Edgar Bernal, Associate Director and Senior Research Scientist at the Rochester Data Science Consortium, recently (April 15) presented at the Rochester Institute of Technology (RIT) as part of its ongoing Move78* Artificial Intelligence Seminar series that spotlights ongoing research in Upstate New York’s burgeoning artificial intelligence (AI) community.
Dr. Bernal’s talk, Towards Robust Neural Networks, addressed topics of sensitivity and robustness in neural networks. As is well known in the AI community, the training of a neural network involves optimization of a loss function. Dr. Bernal introduced evidence that indicates that neural networks that correspond to lower-lying minima in the optimization landscape tend to be more robust.
Dr. Bernal also introduced a novel loss function which, when tested against standard machine learning and computer vision data sets, successfully produced neural networks that are reliably robust.
In his talk, Dr. Bernal also touched upon the topic of adversarial attacks – often originating from external sources – that have the potential to degrade a neural network’s performance. Although the new neural network learning framework that Dr. Bernal proposes does not explicitly leverage adversarial data, it still manages to achieve competitive overall performance and robustness compared to methods that do.
A full abstract of Bernal’s lecture can be found below:
*Move 78 refers to the 78th move in Game 4 of the now legendary best-of-five GO game series between Lee Sedol, a top Go player, and AlphaGo, the computing system developed by DeepMind (now owned by Google).

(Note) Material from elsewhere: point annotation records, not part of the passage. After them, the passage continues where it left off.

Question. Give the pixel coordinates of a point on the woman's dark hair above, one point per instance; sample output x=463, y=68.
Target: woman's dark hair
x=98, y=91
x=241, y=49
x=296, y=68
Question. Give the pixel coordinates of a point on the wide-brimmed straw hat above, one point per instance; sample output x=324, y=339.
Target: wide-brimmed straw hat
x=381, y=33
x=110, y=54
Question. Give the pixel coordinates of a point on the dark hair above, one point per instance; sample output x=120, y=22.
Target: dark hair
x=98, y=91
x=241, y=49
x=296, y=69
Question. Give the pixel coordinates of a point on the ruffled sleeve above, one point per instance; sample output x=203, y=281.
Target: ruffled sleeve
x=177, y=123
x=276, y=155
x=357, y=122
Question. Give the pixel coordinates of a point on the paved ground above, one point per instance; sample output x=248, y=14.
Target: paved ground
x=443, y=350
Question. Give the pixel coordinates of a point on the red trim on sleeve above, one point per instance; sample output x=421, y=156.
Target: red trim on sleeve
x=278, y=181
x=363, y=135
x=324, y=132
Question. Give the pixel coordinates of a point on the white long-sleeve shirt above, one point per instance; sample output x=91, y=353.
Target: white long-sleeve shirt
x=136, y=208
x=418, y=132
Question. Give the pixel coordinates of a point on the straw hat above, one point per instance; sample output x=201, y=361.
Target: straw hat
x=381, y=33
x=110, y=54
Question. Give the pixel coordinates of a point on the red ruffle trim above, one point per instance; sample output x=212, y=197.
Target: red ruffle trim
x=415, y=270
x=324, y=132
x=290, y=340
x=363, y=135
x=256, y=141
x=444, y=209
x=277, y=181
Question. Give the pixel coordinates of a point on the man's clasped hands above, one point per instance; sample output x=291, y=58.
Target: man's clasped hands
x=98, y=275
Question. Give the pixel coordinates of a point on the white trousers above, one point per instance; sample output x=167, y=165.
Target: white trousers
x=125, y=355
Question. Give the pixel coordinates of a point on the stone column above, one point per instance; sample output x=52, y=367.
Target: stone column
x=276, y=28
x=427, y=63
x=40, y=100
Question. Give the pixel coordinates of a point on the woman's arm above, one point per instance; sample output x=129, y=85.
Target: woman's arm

In this talk, I will discuss the topics of sensitivity and robustness in feedforward and convolutional neural networks. Combining energy landscape techniques developed in computational chemistry with tools drawn from formal methods, I’ll introduce empirical evidence indicating that networks corresponding to lower-lying minima in the optimization landscape of the learning objective tend to be more robust. The robustness estimate used is the inverse of a proposed sensitivity measure, which is defined as the volume of an over-approximation of the reachable set of network outputs under all additive l∞-bounded perturbations on the input data. I’ll introduce a novel loss function which includes a sensitivity term in addition to the traditional task-oriented and regularization terms. In our experiments on standard machine learning and computer vision datasets, the results show that the proposed loss function leads to networks which reliably optimize the robustness measure as well as other related metrics of adversarial robustness without significant degradation in the classification error. The results also indicate that the proposed method outperforms state-of-the-art sensitivity-based learning approaches with regards to robustness to adversarial attacks. Although the introduced framework does not explicitly enforce an adversarial loss, it achieves competitive overall performance relative to methods that do.